If you have a SQL injection vulnerability, separate tables will not necessarily help you. Depending on the kind of vulnerability / setup you have the attacker may be able to run queries against arbitrary tables, or just drop the entire database.
Aside from that, separate tables will become a maintenance nightmare when next year you need to add a few extra fields to the schema for all 10,000+ tables or whatever. Or you decide you want to be able to aggregate the data for a report and have to query every table and combine the results.
Multiple tables with the same schema is the wrong solution 99.999% of the time, and you're not in that small 0.001%.

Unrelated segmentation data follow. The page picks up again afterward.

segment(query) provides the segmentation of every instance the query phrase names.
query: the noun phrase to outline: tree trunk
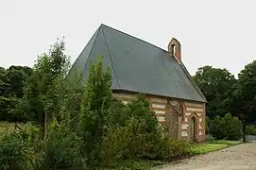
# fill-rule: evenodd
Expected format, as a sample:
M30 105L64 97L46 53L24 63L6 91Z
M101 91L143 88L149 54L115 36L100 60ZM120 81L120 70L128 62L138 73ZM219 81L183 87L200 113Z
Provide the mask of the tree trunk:
M43 140L45 141L47 138L47 113L46 111L44 112L44 130L43 130Z

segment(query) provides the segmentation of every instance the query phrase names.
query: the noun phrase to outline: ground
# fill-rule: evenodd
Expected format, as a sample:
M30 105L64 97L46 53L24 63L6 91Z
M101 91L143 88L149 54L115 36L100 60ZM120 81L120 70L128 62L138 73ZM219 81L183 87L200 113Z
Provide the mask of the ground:
M154 170L256 169L255 156L256 143L247 143L154 168Z

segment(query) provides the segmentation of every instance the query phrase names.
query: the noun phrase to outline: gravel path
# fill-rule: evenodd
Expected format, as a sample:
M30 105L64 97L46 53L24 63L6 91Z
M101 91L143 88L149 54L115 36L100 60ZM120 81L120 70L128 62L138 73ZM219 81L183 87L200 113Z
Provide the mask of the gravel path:
M256 143L196 156L155 170L256 170Z

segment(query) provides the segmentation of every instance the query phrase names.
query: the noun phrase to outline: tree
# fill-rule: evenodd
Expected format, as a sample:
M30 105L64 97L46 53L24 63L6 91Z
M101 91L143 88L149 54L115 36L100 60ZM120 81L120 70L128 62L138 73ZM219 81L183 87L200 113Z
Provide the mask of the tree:
M227 69L206 65L197 70L194 79L208 100L206 112L210 118L230 111L237 81L233 75Z
M63 40L54 43L48 54L39 56L33 73L26 82L20 109L30 120L44 127L46 138L47 124L53 115L60 115L60 98L65 89L63 79L70 67L69 57L65 54Z
M7 69L7 73L10 84L10 94L18 98L22 98L25 81L32 74L32 69L26 66L12 65Z
M238 82L233 93L234 111L248 121L256 121L256 60L248 63L238 74ZM237 109L239 107L239 109Z
M216 116L210 126L210 133L217 140L239 140L242 138L242 122L230 113Z
M107 117L112 99L111 72L110 67L103 71L101 59L91 64L79 118L81 151L90 166L99 162L99 146L108 128Z

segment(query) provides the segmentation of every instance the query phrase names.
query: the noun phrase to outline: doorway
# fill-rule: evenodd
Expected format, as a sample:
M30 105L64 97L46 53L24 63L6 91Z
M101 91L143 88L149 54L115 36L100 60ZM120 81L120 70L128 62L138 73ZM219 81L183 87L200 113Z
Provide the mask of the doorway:
M190 141L191 142L196 142L196 118L192 117L190 119Z

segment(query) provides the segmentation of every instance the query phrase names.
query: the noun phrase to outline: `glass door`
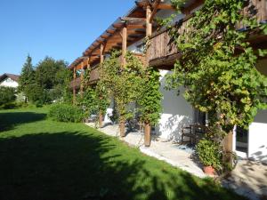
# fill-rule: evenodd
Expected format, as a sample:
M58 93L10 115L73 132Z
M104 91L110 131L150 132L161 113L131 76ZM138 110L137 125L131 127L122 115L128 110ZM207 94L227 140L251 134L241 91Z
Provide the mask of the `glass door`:
M236 127L236 144L235 149L238 156L242 157L247 156L248 152L248 130L241 127Z

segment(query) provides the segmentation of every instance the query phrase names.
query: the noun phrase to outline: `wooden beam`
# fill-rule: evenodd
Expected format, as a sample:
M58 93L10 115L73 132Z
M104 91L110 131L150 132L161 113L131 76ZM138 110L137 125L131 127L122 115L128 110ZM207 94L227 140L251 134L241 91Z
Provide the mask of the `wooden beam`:
M126 51L127 51L127 28L122 29L122 67L125 68L126 65Z
M117 24L112 24L112 27L114 28L122 28L125 24L124 23L117 23Z
M72 92L73 92L73 97L72 97L72 103L73 105L76 104L76 68L73 68L73 85L72 85Z
M145 24L128 24L127 28L133 28L133 29L135 29L135 28L145 28L146 25Z
M150 6L147 6L146 8L146 37L150 38L152 35L152 23L150 22L150 18L151 18L151 8ZM150 65L150 46L147 48L146 52L146 60L147 60L147 67Z
M109 30L106 30L106 32L109 34L114 34L116 32L116 30L109 29Z
M160 10L175 10L175 8L170 4L160 4L158 6L158 9L160 9Z
M160 4L160 1L161 0L156 0L154 5L153 5L153 12L151 13L151 17L150 17L150 23L152 22L152 20L154 20L154 16L156 15L157 12L158 12L158 6Z
M145 18L130 18L130 17L122 17L121 20L125 21L146 21Z

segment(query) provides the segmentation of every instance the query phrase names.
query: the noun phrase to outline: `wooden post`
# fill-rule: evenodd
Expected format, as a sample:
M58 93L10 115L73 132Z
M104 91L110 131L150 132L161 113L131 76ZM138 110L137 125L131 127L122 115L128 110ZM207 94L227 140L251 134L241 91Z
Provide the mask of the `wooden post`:
M100 47L100 52L101 52L101 58L100 58L100 65L101 65L101 68L102 67L102 64L103 64L103 61L104 61L104 45L103 44L101 44L101 47ZM101 100L102 97L100 96L100 100ZM103 125L103 123L102 123L102 119L103 119L103 112L104 110L100 110L99 112L99 127L102 127Z
M150 22L150 19L151 19L151 8L150 5L148 5L146 9L146 37L148 39L150 39L150 37L152 36L152 23ZM150 44L148 44L149 46L147 46L147 52L146 52L147 67L150 66Z
M122 68L126 66L126 52L127 52L127 28L124 27L121 32L122 36ZM120 137L125 137L125 120L119 122Z
M231 131L222 140L222 148L223 151L227 153L226 156L223 158L224 162L229 163L231 166L233 164L233 157L231 153L233 152L232 149L232 141L233 139L233 132Z
M145 123L144 127L144 145L145 147L150 146L150 134L151 134L151 125L150 123Z
M146 9L146 36L148 39L152 35L152 23L150 22L150 18L151 18L151 8L150 5L147 6ZM146 67L150 67L150 44L149 46L147 47L147 52L146 52ZM144 145L145 147L150 147L150 134L151 134L151 124L150 122L145 122L145 127L144 127Z
M83 66L84 66L84 62L83 63ZM84 67L82 68L83 71L81 73L81 84L80 84L80 93L81 93L81 97L84 96L84 76L85 76L85 69L84 69Z
M73 85L72 85L72 92L73 92L73 104L76 104L76 68L73 68Z
M122 66L123 68L126 65L126 55L127 52L127 28L124 27L122 30Z

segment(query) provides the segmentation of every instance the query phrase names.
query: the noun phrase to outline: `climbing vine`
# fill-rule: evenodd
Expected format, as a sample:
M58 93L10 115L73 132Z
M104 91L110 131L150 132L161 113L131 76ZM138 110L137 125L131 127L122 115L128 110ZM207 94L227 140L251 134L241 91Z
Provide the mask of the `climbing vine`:
M172 0L177 8L183 2ZM258 54L247 40L251 31L246 31L265 33L266 26L257 23L255 7L243 14L247 4L206 0L186 32L178 31L179 24L169 31L182 56L167 78L168 86L185 86L185 99L203 112L216 110L215 124L228 131L235 124L247 127L267 105L267 78L255 68ZM237 29L240 23L243 30Z
M142 62L126 53L126 65L122 67L121 52L114 51L101 68L100 84L105 88L109 97L113 97L117 104L119 123L125 123L133 116L128 109L129 103L138 100L143 83L143 67Z
M142 98L138 100L142 121L152 125L157 124L160 118L162 94L159 91L159 77L158 69L146 69Z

Your wrong. Databases are designed to process data. They are designed to deal with tables that have many rows quickly and efficiently so long as you set them up properly. As an example, I have a table that records every login attempt to a website. It currently has about 2.2 million rows in it. I just queried it to find all my login attempts. It came back with 2976 rows. Guess how long it took the database to find those records out of the 2.2 million total records? 0.271 seconds. Yes, less than a second.
If they can inject a DROP TABLE command, they can probably inject a SHOW TABLES command to get a list of all your tables then loop that list and drop each one. Your approach buys you nothing.
You need to make sure you're not vulnerable to an injection attack in the first place, and then have solid backups to restore from just in case something does happen.